Cardano price looks ready to retest $2.50 with rising scale of adoption

  • Cardano founder believes that the “Ethereum-killer” blockchain will be used by billions. 
  • Cardano’s on-chain activity has increased as the altcoin’s social dominance rises. 
  • Analysts are bullish on Cardano price, believe that downtrend has ended and the altcoin is ready to retest $2.50. 

“Ethereum-killer” Cardano has witnessed a spike in adoption as the on-chain activity in the network increases. Analysts have predicted a rally in Cardano price, setting a target of $2.50 for the altcoin. 

Cardano prepares for a bull run amidst rising adoption

Cardano founder Charles Hoskinson believes that projects like Ethereum-killer ADA on the blockchain will eventually be “as ubiquitous as the internet and be used by billions in the future.”

Hoskinson is bullish on Cardano’s adoption. The Cardano founder is of the opinion that despite slow upgrades in the ecosystem, the blockchain is making progress toward mass adoption. There is less hype and more upgrades in the Cardano ecosystem, according to Hoskinson. 

In a recent blog post, Hoskinson wrote:

Our view is that these protocols will be as ubiquitous as the internet…This scale of adoption will take years to decades, not weeks to months, and won’t be a meme.

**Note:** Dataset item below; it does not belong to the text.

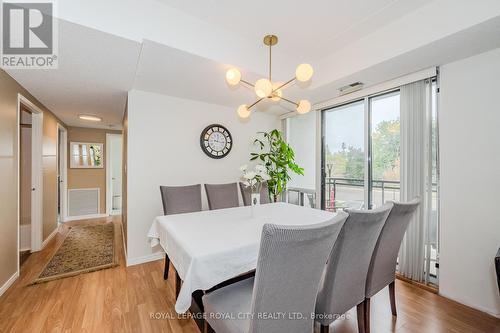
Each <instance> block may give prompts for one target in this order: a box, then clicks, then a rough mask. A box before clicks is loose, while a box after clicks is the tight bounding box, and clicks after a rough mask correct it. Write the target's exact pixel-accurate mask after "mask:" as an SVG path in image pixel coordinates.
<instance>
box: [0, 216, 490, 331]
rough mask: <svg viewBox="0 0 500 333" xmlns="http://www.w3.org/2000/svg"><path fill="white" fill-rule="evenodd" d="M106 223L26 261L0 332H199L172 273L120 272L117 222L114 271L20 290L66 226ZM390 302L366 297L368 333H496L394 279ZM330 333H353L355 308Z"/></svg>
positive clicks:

Analysts are bullish on Cardano. @Ezy_Bitcoin, a pseudonymous cryptocurrency analyst evaluated Cardano price trend and noted another leg down. The analyst believes that Cardano price trend is forming a head-and-shoulders pattern, which is considered bullish for the altcoin. 

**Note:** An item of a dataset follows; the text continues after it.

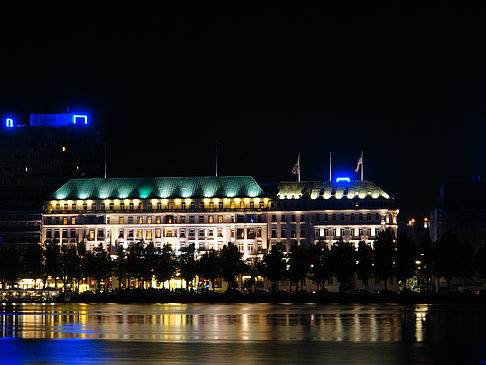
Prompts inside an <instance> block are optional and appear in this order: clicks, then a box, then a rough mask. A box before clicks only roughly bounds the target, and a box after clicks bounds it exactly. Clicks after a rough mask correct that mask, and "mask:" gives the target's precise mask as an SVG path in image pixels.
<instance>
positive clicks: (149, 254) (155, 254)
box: [142, 242, 156, 283]
mask: <svg viewBox="0 0 486 365" xmlns="http://www.w3.org/2000/svg"><path fill="white" fill-rule="evenodd" d="M155 264H156V253H155V246H154V244H153V242H149V243H148V244H147V245H146V246H145V247H144V250H143V270H142V279H143V281H144V283H145V282H147V281H148V282H149V283H152V278H153V276H154V271H155Z"/></svg>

Despite offering negative three-month returns to holders, Cardano price looks ready to climb higher. Cryptocurrency analysts at the YouTube channel Crypto Krystian have a bullish outlook on Cardano price. 

The analysts believe that Cardano broke out to an important price level of $1.33. Crypto Krystian analysts predicted an uptrend in Cardano. 

FXStreet analysts are of the opinion that Cardano could enjoy explosive upside potential once the price breaks $1.50.